Enantiomeric disposition of inhaled, intravenous and oral racemic-salbutamol in man--no evidence of enantioselective lung metabolism.

Aims To establish whether enantioselective metabolism of racemic (rac )-salbutamol occurs in the lungs by determining its enantiomeric disposition following inhalation, in the absence and presence of oral charcoal, compared with that following the oral and intravenous routes. Methods Fifteen healthy subjects (eight male) were randomized into an open design, crossover study. Plasma and urine salbutamol enantiomer concentrations were measured for 24 h following oral (2 mg) with or without oral charcoal (to block oral absorption), inhaled (MDI; 1200 microg) with or without oral charcoal and intravenous (500 microg) rac-salbutamol. Systemic exposure (plasma AUC(0,infinity) and urinary excretion (Au24h ) of both enantiomers were calculated, and relative exposure to (R)-salbutamol both in plasma (AUC(R)-/AUC(S)- ) and urine (Au(R)-/Au(S)- ) was derived for each route. Relative exposure after the inhaled with charcoal and oral routes were compared with the intravenous route.

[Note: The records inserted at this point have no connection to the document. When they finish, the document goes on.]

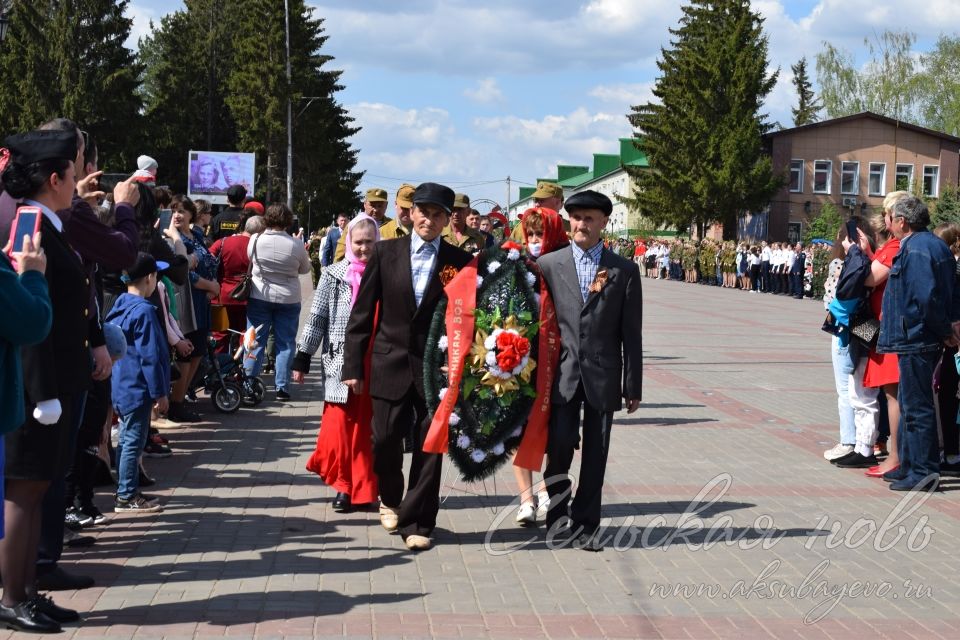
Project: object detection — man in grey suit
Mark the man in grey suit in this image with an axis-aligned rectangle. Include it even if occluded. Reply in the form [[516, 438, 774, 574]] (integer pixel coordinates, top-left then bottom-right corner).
[[537, 191, 643, 551]]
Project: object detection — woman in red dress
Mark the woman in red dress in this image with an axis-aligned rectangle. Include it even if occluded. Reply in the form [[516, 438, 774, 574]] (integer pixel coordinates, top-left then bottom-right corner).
[[293, 214, 380, 513], [861, 191, 910, 477], [513, 207, 570, 526]]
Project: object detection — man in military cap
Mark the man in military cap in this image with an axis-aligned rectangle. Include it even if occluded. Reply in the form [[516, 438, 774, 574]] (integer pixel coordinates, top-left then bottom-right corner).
[[380, 184, 416, 240], [443, 193, 487, 255], [511, 180, 570, 244], [333, 187, 390, 262]]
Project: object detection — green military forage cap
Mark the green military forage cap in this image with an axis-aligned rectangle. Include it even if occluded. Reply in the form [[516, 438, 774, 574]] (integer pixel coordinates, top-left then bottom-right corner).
[[533, 180, 563, 198], [366, 187, 387, 202], [453, 193, 470, 209]]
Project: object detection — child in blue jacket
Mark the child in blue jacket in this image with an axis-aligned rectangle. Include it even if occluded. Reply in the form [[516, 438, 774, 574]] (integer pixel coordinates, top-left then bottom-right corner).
[[106, 253, 170, 513]]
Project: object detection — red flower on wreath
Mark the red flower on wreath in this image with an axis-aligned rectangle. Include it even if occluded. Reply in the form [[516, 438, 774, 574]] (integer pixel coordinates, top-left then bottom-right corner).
[[497, 331, 530, 371]]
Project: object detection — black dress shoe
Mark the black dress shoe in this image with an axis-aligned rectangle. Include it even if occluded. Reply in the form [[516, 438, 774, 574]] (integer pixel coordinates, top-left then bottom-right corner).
[[833, 451, 880, 469], [0, 600, 63, 633], [333, 493, 351, 513], [37, 567, 93, 591], [880, 467, 907, 482], [33, 595, 80, 623]]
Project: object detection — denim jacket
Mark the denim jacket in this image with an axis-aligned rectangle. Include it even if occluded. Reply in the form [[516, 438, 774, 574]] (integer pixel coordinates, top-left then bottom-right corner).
[[877, 231, 960, 353]]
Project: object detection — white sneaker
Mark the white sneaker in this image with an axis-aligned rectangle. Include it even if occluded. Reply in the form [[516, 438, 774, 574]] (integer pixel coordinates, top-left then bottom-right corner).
[[517, 502, 537, 526], [537, 491, 550, 518], [823, 444, 853, 460]]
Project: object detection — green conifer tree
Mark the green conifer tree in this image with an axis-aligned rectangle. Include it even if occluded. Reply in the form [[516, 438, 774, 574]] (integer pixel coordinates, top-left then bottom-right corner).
[[627, 0, 783, 237], [0, 0, 142, 170]]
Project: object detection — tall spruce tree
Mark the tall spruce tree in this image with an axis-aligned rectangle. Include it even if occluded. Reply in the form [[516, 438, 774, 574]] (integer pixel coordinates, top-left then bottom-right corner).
[[790, 57, 823, 127], [140, 0, 361, 221], [0, 0, 143, 171], [140, 0, 237, 191], [627, 0, 784, 237]]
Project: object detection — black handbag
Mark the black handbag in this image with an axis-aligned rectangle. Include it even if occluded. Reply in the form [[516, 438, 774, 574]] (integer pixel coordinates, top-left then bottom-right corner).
[[230, 234, 260, 302]]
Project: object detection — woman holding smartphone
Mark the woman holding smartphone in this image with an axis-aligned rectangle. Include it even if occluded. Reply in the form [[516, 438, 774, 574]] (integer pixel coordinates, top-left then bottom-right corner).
[[0, 131, 92, 633]]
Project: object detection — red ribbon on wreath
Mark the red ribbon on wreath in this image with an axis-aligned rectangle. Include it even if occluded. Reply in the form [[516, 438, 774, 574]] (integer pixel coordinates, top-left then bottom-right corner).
[[423, 258, 478, 453], [513, 277, 560, 471]]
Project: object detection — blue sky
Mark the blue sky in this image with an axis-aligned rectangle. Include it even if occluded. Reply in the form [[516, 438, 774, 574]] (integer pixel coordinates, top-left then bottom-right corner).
[[129, 0, 960, 204]]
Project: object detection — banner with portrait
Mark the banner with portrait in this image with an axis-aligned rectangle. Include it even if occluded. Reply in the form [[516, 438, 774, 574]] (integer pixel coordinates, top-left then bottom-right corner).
[[187, 151, 256, 204]]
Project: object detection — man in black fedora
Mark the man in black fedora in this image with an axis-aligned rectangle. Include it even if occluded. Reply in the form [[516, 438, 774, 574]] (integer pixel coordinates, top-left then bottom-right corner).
[[537, 191, 643, 551], [341, 182, 473, 550]]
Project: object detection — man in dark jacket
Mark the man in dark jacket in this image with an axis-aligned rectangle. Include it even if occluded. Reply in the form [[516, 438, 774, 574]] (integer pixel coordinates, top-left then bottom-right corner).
[[877, 196, 960, 491]]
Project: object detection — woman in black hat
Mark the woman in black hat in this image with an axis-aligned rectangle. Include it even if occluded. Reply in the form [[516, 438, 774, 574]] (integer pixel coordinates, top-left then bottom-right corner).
[[0, 131, 91, 633]]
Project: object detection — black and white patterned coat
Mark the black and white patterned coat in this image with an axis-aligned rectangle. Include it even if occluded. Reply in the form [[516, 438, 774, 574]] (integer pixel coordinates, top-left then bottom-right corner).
[[294, 260, 350, 403]]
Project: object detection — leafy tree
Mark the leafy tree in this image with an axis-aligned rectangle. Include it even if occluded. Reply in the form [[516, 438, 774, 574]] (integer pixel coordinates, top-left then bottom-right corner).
[[627, 0, 783, 235], [0, 0, 143, 170], [930, 185, 960, 226], [790, 58, 823, 127], [803, 202, 844, 244], [919, 35, 960, 136], [817, 31, 919, 122]]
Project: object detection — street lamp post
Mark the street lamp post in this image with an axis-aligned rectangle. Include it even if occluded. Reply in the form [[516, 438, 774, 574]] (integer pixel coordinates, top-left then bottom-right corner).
[[283, 0, 293, 211], [0, 0, 10, 46]]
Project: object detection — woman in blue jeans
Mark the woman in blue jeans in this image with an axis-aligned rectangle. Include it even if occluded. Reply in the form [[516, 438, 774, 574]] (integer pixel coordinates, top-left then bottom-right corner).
[[244, 204, 311, 400]]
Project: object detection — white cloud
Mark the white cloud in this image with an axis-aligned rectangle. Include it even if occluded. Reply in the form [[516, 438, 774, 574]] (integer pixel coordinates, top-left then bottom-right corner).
[[347, 102, 454, 148], [463, 78, 504, 104], [124, 2, 163, 51]]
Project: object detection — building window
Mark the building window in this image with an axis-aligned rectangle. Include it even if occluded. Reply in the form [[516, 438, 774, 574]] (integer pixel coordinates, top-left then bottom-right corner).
[[869, 162, 887, 196], [923, 165, 940, 198], [896, 164, 913, 191], [840, 162, 860, 196], [813, 160, 833, 193], [790, 160, 803, 193]]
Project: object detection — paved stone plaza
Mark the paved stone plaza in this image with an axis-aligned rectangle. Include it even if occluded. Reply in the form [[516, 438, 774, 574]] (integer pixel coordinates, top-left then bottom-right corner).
[[13, 280, 960, 639]]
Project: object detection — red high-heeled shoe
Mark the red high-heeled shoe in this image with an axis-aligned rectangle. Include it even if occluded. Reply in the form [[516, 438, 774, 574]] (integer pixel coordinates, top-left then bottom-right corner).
[[864, 465, 900, 478]]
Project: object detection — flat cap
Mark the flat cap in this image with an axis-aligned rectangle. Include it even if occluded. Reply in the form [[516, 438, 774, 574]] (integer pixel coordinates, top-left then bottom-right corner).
[[563, 189, 613, 216], [413, 182, 454, 213], [533, 180, 563, 198], [365, 187, 387, 202]]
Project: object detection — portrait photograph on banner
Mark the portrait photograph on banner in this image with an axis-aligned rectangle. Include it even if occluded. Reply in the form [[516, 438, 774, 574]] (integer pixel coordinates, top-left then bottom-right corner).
[[187, 151, 256, 204]]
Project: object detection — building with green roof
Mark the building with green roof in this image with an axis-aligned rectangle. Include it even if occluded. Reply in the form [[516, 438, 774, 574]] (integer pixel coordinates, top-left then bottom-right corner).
[[510, 138, 650, 235]]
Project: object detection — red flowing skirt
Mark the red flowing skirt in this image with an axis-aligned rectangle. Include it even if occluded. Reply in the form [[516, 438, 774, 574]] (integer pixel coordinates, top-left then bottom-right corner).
[[863, 349, 900, 389], [307, 393, 379, 504]]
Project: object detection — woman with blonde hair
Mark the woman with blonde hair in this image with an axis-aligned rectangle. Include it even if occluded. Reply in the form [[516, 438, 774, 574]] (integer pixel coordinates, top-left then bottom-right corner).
[[836, 191, 910, 478]]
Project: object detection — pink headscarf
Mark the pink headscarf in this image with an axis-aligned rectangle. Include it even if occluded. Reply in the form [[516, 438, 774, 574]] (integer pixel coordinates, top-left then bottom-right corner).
[[344, 213, 380, 307]]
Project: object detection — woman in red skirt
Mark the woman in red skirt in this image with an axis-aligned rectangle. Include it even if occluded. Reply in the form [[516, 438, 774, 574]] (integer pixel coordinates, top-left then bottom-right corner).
[[293, 214, 380, 513], [863, 191, 909, 478]]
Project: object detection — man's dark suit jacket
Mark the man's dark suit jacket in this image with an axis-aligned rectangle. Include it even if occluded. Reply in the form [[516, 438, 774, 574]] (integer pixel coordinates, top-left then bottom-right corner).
[[340, 236, 473, 400], [537, 246, 643, 412]]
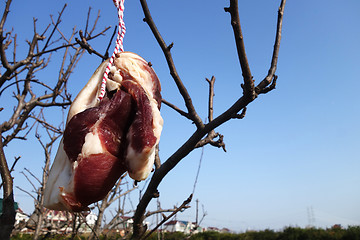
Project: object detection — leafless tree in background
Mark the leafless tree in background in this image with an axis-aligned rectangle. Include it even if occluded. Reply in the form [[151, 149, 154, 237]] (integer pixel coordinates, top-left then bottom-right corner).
[[133, 0, 286, 239], [0, 0, 108, 239], [0, 0, 286, 239]]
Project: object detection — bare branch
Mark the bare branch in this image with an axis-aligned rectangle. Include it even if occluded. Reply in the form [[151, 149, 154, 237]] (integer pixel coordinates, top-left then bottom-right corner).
[[256, 0, 286, 93], [225, 0, 255, 99], [140, 194, 193, 239], [140, 0, 204, 128]]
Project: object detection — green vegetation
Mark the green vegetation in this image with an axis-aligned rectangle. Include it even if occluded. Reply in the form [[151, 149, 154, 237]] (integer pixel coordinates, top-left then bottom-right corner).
[[11, 226, 360, 240]]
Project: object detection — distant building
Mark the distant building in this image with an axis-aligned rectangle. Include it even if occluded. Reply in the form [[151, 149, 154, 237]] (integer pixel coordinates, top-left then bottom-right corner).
[[163, 220, 203, 234]]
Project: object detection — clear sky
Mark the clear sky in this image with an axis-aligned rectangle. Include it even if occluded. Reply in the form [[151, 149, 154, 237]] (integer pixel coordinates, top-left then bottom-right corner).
[[0, 0, 360, 231]]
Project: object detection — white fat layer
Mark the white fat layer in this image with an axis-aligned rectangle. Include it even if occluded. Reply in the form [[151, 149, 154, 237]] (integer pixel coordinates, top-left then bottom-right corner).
[[114, 52, 154, 98], [66, 61, 108, 123], [81, 131, 106, 157], [106, 79, 121, 92], [44, 140, 74, 210]]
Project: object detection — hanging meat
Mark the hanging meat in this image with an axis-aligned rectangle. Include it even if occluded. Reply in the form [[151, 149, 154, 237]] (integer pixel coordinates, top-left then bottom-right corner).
[[44, 52, 163, 212]]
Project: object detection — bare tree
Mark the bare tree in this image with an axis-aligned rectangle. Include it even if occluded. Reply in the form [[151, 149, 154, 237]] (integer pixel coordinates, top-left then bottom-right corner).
[[132, 0, 286, 239], [0, 0, 286, 239], [0, 0, 109, 239]]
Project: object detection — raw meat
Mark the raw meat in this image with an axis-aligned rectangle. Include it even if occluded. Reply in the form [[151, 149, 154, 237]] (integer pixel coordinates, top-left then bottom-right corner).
[[44, 52, 163, 212]]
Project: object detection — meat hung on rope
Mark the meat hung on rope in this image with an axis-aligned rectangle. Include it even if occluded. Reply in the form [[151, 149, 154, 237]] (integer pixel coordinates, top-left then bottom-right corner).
[[44, 52, 163, 212]]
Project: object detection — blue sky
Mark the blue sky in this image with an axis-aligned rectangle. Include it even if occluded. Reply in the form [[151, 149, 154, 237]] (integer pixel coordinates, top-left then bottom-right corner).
[[0, 0, 360, 231]]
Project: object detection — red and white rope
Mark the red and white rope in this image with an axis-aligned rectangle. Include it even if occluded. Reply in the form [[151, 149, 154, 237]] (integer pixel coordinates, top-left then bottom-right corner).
[[98, 0, 126, 100]]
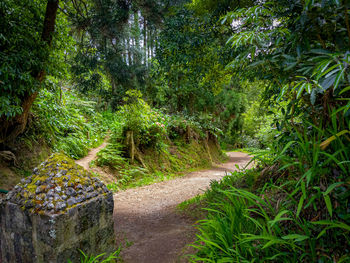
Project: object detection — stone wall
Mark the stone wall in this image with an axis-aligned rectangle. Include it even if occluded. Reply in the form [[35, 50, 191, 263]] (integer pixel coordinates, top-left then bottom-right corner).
[[0, 155, 116, 263]]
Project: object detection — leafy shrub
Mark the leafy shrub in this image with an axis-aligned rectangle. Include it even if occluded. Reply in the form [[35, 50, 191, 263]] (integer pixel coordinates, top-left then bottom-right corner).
[[26, 90, 108, 159], [191, 122, 350, 262]]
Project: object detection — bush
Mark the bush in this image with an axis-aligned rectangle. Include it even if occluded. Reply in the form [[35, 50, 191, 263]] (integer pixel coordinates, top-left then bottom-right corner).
[[26, 90, 108, 159]]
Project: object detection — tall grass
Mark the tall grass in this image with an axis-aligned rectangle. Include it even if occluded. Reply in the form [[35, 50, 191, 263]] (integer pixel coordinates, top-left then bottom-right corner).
[[190, 117, 350, 262]]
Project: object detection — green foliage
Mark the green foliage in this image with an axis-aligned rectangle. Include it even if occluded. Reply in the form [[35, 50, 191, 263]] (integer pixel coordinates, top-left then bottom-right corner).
[[192, 121, 350, 262], [0, 0, 48, 118], [30, 90, 108, 159], [0, 0, 72, 119], [68, 248, 121, 263]]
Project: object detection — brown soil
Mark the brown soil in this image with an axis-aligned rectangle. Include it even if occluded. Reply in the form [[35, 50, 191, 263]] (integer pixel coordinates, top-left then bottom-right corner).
[[77, 147, 250, 263], [114, 152, 250, 263]]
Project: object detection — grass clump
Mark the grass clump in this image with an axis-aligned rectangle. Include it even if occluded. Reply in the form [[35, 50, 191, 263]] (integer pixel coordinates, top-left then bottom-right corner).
[[186, 122, 350, 262]]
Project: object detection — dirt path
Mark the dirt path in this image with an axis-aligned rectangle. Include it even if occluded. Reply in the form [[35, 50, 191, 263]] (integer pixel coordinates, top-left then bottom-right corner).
[[114, 152, 250, 263], [76, 147, 250, 263], [75, 139, 115, 184]]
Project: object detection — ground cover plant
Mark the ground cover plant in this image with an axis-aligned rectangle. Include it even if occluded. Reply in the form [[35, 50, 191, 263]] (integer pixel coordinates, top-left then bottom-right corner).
[[0, 0, 350, 262]]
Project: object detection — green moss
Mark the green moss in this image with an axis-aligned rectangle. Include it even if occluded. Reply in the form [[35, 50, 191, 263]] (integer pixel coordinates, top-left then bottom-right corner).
[[26, 153, 89, 196], [101, 138, 225, 191]]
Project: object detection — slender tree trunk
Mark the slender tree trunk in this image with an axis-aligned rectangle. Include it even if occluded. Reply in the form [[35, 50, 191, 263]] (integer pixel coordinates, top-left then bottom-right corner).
[[0, 0, 59, 143], [143, 18, 147, 65]]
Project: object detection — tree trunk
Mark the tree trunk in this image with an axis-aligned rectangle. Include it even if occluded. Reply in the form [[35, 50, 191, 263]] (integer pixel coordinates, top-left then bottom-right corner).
[[0, 0, 59, 143]]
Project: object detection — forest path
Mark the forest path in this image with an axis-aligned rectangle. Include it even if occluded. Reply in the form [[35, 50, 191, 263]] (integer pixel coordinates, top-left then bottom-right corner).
[[75, 139, 107, 170], [114, 152, 250, 263]]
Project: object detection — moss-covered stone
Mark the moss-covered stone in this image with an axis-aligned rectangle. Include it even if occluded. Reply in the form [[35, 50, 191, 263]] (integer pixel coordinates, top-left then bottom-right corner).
[[6, 153, 108, 216]]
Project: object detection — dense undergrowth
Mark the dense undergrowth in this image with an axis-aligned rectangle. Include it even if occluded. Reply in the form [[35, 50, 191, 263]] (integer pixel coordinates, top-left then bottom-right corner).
[[181, 120, 350, 262], [95, 91, 225, 190]]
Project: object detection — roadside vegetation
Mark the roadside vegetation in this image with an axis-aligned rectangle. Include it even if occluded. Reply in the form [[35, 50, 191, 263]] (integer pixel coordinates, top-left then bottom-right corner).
[[0, 0, 350, 262]]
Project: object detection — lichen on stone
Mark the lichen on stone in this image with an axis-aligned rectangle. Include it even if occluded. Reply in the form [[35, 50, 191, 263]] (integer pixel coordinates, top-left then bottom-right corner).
[[6, 153, 109, 214]]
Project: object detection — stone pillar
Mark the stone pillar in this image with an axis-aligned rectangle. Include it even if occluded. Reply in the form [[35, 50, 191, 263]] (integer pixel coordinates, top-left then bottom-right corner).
[[0, 154, 117, 263]]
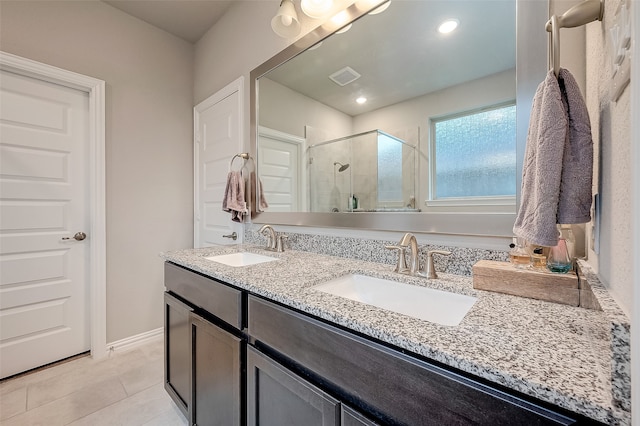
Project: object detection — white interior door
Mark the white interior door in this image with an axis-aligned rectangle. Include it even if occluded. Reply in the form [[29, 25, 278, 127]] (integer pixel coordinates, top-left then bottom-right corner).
[[0, 71, 90, 377], [194, 78, 243, 247], [258, 127, 306, 212]]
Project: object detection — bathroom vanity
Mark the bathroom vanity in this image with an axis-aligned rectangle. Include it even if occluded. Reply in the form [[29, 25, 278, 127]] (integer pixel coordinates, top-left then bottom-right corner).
[[163, 246, 629, 425]]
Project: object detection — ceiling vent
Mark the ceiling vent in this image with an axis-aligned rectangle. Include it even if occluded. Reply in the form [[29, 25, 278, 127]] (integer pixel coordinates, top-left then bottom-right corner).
[[329, 67, 360, 86]]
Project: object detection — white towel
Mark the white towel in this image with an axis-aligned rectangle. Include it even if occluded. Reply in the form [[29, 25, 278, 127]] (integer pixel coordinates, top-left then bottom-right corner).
[[222, 171, 247, 222], [513, 69, 593, 246]]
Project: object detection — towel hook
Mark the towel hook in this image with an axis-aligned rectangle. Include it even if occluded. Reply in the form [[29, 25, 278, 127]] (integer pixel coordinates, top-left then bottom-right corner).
[[545, 0, 604, 77], [551, 15, 560, 77]]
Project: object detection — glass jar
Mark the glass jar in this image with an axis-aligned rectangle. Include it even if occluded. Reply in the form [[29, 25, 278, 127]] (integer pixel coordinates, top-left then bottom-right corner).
[[509, 237, 531, 269], [531, 247, 547, 270]]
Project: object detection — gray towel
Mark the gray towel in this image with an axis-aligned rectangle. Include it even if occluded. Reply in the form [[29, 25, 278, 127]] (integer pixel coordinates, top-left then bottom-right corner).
[[557, 68, 593, 224], [513, 69, 593, 246]]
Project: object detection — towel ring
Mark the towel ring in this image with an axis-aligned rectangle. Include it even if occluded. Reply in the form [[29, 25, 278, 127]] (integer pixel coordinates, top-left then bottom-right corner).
[[229, 152, 255, 171]]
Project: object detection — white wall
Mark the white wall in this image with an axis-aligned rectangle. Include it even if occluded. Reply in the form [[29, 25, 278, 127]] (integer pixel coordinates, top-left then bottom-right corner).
[[0, 0, 193, 342], [259, 78, 353, 138], [586, 0, 638, 316]]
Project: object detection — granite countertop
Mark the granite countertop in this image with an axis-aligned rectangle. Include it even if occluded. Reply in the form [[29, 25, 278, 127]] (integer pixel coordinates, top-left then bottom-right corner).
[[161, 245, 631, 425]]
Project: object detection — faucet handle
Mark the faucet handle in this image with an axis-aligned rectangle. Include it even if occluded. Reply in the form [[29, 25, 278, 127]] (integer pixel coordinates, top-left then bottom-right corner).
[[422, 250, 451, 280], [384, 245, 409, 273], [276, 234, 289, 252]]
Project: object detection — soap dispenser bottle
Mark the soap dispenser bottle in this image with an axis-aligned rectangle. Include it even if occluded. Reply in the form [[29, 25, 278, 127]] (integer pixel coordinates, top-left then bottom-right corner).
[[547, 236, 573, 274], [509, 237, 531, 269]]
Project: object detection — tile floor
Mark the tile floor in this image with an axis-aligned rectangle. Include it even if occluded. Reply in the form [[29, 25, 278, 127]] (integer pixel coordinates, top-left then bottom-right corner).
[[0, 338, 187, 426]]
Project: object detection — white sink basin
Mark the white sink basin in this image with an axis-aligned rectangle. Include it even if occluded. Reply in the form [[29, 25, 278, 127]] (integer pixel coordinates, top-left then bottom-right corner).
[[313, 274, 477, 325], [205, 251, 278, 267]]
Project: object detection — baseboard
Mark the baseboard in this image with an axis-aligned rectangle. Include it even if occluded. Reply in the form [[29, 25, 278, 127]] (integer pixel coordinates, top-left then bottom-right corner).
[[107, 327, 164, 352]]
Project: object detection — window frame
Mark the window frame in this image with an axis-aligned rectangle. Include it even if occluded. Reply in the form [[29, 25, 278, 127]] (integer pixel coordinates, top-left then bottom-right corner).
[[424, 99, 517, 213]]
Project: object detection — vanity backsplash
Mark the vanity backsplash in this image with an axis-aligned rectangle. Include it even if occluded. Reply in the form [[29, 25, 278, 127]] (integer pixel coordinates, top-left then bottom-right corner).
[[245, 229, 509, 276]]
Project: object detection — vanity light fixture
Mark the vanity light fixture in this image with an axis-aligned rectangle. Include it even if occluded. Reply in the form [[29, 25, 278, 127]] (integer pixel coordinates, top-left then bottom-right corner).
[[369, 0, 391, 15], [336, 24, 353, 34], [300, 0, 333, 19], [438, 19, 460, 34], [271, 0, 300, 38]]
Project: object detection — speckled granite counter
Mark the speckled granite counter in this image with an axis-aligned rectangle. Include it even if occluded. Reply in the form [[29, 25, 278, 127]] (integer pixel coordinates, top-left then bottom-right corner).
[[161, 245, 631, 425]]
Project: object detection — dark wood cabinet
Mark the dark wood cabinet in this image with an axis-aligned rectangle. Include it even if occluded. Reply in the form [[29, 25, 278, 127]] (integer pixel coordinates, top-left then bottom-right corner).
[[165, 263, 599, 426], [247, 347, 340, 426], [164, 293, 193, 417], [189, 312, 243, 426], [165, 263, 246, 426], [340, 404, 377, 426]]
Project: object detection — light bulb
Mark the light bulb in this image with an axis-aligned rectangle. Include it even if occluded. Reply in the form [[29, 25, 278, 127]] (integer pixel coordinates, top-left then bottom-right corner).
[[438, 19, 460, 34], [280, 15, 293, 27]]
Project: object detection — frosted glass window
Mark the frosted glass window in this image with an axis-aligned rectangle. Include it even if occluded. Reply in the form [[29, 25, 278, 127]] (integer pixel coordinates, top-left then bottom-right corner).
[[378, 133, 402, 203], [432, 105, 516, 199]]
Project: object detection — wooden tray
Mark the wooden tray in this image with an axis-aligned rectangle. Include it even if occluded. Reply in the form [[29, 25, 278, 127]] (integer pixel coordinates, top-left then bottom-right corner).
[[472, 260, 580, 306]]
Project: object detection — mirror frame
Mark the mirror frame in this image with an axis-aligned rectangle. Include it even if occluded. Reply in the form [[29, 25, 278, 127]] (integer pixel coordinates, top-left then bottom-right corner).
[[249, 0, 549, 237]]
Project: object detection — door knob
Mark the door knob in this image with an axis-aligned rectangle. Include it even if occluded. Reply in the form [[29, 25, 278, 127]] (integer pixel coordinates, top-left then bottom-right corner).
[[62, 232, 87, 241], [222, 231, 238, 241]]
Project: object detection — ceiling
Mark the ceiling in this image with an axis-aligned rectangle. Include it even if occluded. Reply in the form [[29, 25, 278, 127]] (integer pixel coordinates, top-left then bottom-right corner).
[[102, 0, 234, 43]]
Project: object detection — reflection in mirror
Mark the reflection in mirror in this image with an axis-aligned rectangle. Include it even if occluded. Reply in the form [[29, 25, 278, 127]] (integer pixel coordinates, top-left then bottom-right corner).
[[307, 129, 416, 212], [252, 0, 545, 235]]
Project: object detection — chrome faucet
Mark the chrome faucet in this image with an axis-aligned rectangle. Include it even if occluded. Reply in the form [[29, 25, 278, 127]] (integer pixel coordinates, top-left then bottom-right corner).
[[258, 225, 277, 251], [398, 232, 420, 276], [424, 250, 451, 280], [385, 232, 451, 279]]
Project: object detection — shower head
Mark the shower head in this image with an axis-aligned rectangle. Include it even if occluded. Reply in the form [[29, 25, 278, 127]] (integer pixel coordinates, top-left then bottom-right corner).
[[333, 161, 349, 172]]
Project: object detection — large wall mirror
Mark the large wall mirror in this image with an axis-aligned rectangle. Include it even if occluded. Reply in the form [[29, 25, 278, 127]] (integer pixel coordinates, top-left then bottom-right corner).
[[251, 0, 547, 236]]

Results AUC(R)-/AUC(S)- [geometric mean (95% CI)] was similar following the intravenous [0.32 (0.28, 0.36)] and inhaled with charcoal rates [0.29 (0.24, 0.36); P=0.046], but was far lower following oral dosing [0.05 (0.03, 0.07); P<0.001]. Similar results were found when relative exposure was analysed using Au24h. Conclusions These results show no evidence of significant enantioselective presystemic metabolism in the lungs, whilst confirming it in the gut and systemic circulation, indicating that the (R)- and (S)-enantiomers are present in similar quantities in the airways following inhaled rac-salbutamol.